[口演Y-25-1] 啓発ポスターによる指差し呼称の継続に向けた取り組み
―看護師の認識の変化とインシデント数の変化による分析より―
Keywords:指差し呼称、インシデント、啓発ポスター、フェーズ理論
【目的】点滴の準備から施行、投与中においての指差し呼称を統一した方法で推進するための取り組みを実施。習慣化することでインシデント件数の減少に繋がるか比較し検討した。【方法】B病棟に勤務する看護師33名を対象に、指差し呼称について自記式調査を実施。令和4年9月17日~9月31日に毎日朝礼で自作した啓発ポスターを提示し、実際に指差し呼称を実施。B病棟内の点滴に関わる物品に「指差し呼称忘れず!」と記入したテープを貼る。啓発活動後、再度自記式調査を実施。活動前後のインシデント数の変化を比較し分析する。この研究はA病院の倫理審査より承認を得て、研究目的と内容を書面で看護師に説明し同意を得た。【結果】指差し呼称の必要性に対し、80~90%が「非常にそう思う」、100%が指差し呼称を「知っている」と回答した。啓発活動後の自記式調査では、指差し呼称を行う時に恥ずかしさがあると数名が回答した。「指差し呼称を行うようになったか」に対し60%が「非常にそう思う」、30%が「そう思う」と回答した。また「周囲の人たちは指差し呼称を行っていたと感じる」に対し、「非常にそう思う」「そう思う」の回答数が活動前より上昇した。「啓発活動後により指差し呼称への意識が高まったと思う」に対し85%が「非常にそう思う」と回答した。【考察】大部分の看護師は指差し呼称が医療安全を確保する大切な行為であると考えている。しかし、実際に実施している人の割合が少なく、必要性を理解していても現場で活用できていないと考えられた。
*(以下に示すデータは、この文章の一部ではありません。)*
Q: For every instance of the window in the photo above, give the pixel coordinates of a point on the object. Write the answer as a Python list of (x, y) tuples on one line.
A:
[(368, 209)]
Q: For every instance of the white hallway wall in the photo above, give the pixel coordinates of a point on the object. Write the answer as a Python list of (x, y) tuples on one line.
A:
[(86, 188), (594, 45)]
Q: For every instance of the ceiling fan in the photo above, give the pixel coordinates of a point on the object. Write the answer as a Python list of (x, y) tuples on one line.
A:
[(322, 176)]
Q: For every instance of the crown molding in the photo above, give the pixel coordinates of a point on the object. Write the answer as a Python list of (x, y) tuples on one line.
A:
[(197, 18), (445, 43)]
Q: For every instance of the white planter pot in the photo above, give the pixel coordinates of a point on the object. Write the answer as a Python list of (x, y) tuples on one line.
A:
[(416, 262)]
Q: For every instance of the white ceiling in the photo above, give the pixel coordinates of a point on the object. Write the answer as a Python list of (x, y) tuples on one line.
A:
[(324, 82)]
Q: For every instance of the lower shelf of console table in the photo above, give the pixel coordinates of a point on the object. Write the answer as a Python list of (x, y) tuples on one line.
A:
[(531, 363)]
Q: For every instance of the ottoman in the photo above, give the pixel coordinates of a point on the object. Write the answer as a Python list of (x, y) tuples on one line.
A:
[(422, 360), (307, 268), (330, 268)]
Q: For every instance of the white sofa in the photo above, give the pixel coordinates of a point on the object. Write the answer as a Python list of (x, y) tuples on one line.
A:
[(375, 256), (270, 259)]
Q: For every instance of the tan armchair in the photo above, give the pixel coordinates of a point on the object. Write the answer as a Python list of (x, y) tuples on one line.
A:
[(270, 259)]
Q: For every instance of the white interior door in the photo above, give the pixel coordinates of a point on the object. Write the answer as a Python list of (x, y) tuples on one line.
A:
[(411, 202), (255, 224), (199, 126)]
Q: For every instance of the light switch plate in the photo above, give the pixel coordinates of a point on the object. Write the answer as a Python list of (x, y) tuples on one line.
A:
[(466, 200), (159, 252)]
啓発活動後、主観的、客観的にも指差し呼称を実施できており、今回の啓発活動が効果的であったと考えられる。A病棟での点滴に関するインシデント数は啓発活動後に減少し、追跡調査では11月のインシデント数は0件だった。これは時間の経過と共に指差し呼称が習慣化したためだと考えられる。しかし、インシデントは患者の年齢や理解度にも左右されるため、指差し呼称による結果だと断定できないが、フェーズ理論に基づくと、対象を指で差し、声に出して確認する行動によって、意識レベルを上げることができるとあるため、指差し呼称はインシデント予防に繋がると考えられる。また、活動後に指差し呼称をすることに恥ずかしさを感じると回答した看護師がいたことから、研究者自身がモデルケースとなり、指差し呼称が習慣的に行える職場風土を作ることが今後の課題であると考える。